CR prevents age‐associated increases in elastin lamina fragmentation/degradation in the aortic walls. A, Representative photomicrographs of paraffin sections thoracic aortae from both young and old F344 rats with an AL or a CR diet stained with EVG (dark blue) (×400). Bar scale, 10 μm. B, Elastin fraction shown as mean±SEM (n=5 animals/group). The data were analyzed with a 2‐way ANOVA: P<0.01 for age×diet interaction. Pairwise comparisons: old vs young within AL group and AL vs CR in old group were shown (**P<0.01). AL indicates ad libitum; CR, calorie restriction; EVG, Elastica‐van Gieson; L, lumen; M, media.

Figure 3

CR retards age‐associated increases in collagen deposition within the aortic walls. A, Representative photomicrographs of paraffin thoracic aortic sections of both young and old F344 rats with an AL or a CR diet stained with Sirius Red for collagen (red), observed using conventional light microscopy (×200). n=5 rats/group, respectively. Bar scale, 20 μm. B, Collagen density shown as mean±SEM (n=5 animals/group). The data were analyzed with a 2‐way ANOVA: P<0.05 for age×diet interaction. Pairwise comparison: old vs young within AL group and AL vs CR in old group were shown (*P<0.05). AL indicates ad libitum; CR, calorie restriction; L, lumen; M, media.

Figure 4

CR affects age‐associated increases in VSMC infiltration in intima within the aortic walls. A, Representative photomicrographs of paraffin sections thoracic aortae from both young and old F344 rats with an AL or a CR diet, stained with an antibody against α‐SMA (brown, ×400) showing infiltrated intimal VSMCs (arrowhead). n=5 rats/group. Scale bar, 20 μm. B, The numbers of infiltrated VSMC presented as mean±SEM (n=5 animals/group). The data were analyzed with a 2‐way ANOVA and showed that there was no age×diet interaction (P>0.05); but an overall main age effect (P<0.001) was reported.
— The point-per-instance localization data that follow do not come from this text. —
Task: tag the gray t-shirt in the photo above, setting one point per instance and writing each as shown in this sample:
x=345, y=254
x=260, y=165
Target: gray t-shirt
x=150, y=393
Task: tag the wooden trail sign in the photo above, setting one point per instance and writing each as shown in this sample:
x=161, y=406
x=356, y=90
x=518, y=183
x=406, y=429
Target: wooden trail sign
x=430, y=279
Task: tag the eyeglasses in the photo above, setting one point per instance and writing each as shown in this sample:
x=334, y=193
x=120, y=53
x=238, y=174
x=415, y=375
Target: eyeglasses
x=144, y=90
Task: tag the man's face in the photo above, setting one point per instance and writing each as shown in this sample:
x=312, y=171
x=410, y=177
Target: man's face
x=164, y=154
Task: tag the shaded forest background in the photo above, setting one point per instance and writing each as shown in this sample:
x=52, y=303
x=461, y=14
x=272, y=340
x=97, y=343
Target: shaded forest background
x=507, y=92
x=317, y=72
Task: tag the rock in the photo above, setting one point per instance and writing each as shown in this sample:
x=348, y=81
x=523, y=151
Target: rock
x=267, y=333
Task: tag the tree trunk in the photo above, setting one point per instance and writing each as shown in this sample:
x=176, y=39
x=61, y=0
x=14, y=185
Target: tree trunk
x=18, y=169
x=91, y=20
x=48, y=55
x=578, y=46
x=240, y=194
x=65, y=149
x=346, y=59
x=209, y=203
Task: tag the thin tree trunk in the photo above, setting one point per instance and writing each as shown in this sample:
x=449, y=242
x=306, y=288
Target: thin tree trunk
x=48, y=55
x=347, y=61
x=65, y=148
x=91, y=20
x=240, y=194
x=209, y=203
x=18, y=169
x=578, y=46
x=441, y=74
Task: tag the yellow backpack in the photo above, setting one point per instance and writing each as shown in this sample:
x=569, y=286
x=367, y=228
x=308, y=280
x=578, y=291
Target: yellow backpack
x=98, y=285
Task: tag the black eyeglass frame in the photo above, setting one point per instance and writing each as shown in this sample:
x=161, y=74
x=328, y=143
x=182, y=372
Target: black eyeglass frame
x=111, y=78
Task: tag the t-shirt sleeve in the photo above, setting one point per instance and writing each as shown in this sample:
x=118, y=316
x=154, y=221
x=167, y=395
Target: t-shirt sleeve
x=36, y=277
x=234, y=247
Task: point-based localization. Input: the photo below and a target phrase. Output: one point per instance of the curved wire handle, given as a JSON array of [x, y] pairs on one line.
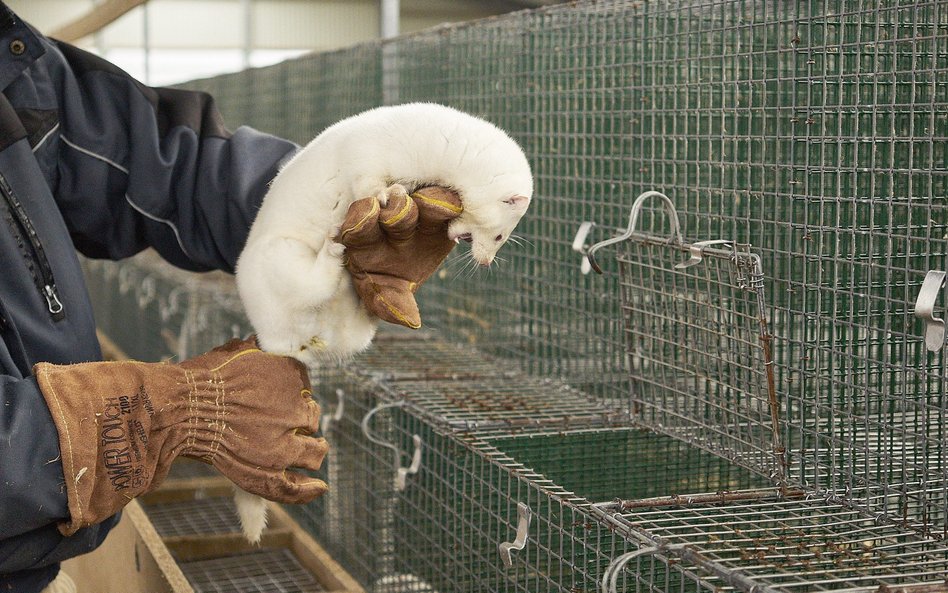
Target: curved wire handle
[[523, 524], [932, 286], [610, 579], [637, 205], [401, 474]]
AL indicates ad libitum; CR, calorie restriction; L, lumen; M, media; VSMC, vascular smooth muscle cells; α‐SMA, alpha‐smooth muscle actin.

CR Diminishes Age‐Associated Proinflammatory Molecular Phenotypic Shifts

PDGF‐BB

Expression of PDGF‐BB (brown), a potent regulatory molecule of VSMC phenotypes,21, 22, 23, 24, 25 in the aortic wall was markedly increased in old AL versus young AL (Figure 5A and 5B). Further, aortic wall intima‐media gradient of PDGF‐BB was also markedly increased in old AL compared with young AL rats (Figure 5A and 5B). Importantly, CR reduced the age‐associated increase in PDGF protein abundance and gradient (Figure 5A and 5B).

Figure 5

CR inhibits PDGF expression within the aortic wall with aging. A, Representative of photomicrographs of immunostaining of PDGF‐BB on paraffin sections of the rat thoracic aortae (brown, upper panels, ×200). Scale bar, 10 μm. B, PDGF‐BB density or gradient shown as mean±SEM (n=3–5 animals/group). The data were analyzed with a 2‐way ANOVA and showed no age×diet interaction (P>0.05), but the overall main age effect (P<0.001) and diet effect (P<0.05) were reported in percent proportional area of PDGF‐BB and in the gradient of PDGF‐BB. AL indicates ad libitum; CR, calorie restriction; L, lumen; M, media; PDGF‐BB, platelet derived growth factor.

MMP2 activation

MMP2 potently degrades elastin fibers and various types of degenerated collagen.1, 2 Gelatin zymography demonstrated that activated aortic gelatinases, including MMP 2/9 (green) in situ were increased in the old AL versus young AL aortae (Figure 6, upper panels), and that this age effect was substantially reduced in CR rats (Figure 6, upper right panel). Interestingly, activated MMP2/9 in old AL was substantially reduced by the MMP2 inhibitor, the recombinant human tissue inhibitor of metalloproteinases 2 (rhTIMP2) (lower middle panel), suggesting that activated MMP2 is a predominant gelatinase in the aged aortic wall.

Figure 6

CR reduces aortic MMP‐2 activation in situ within the aortic wall with aging. Representative photomicrographs of in situ thoracic aortic gelatin zymogram from both young and old AL and CR F344 rats with or without MMP inhibitor: recombinant human TIMP2 (rhTIMP2) (500 ng/mL) (activated MMP, green color). Scale bar, 20 μm. AL indicates ad libitum; CR, calorie restriction; L, lumen; M, media; MMP, matrix metalloproteinase; rhTIMP2, recombinant human tissue inhibitor of metalloproteinases 2.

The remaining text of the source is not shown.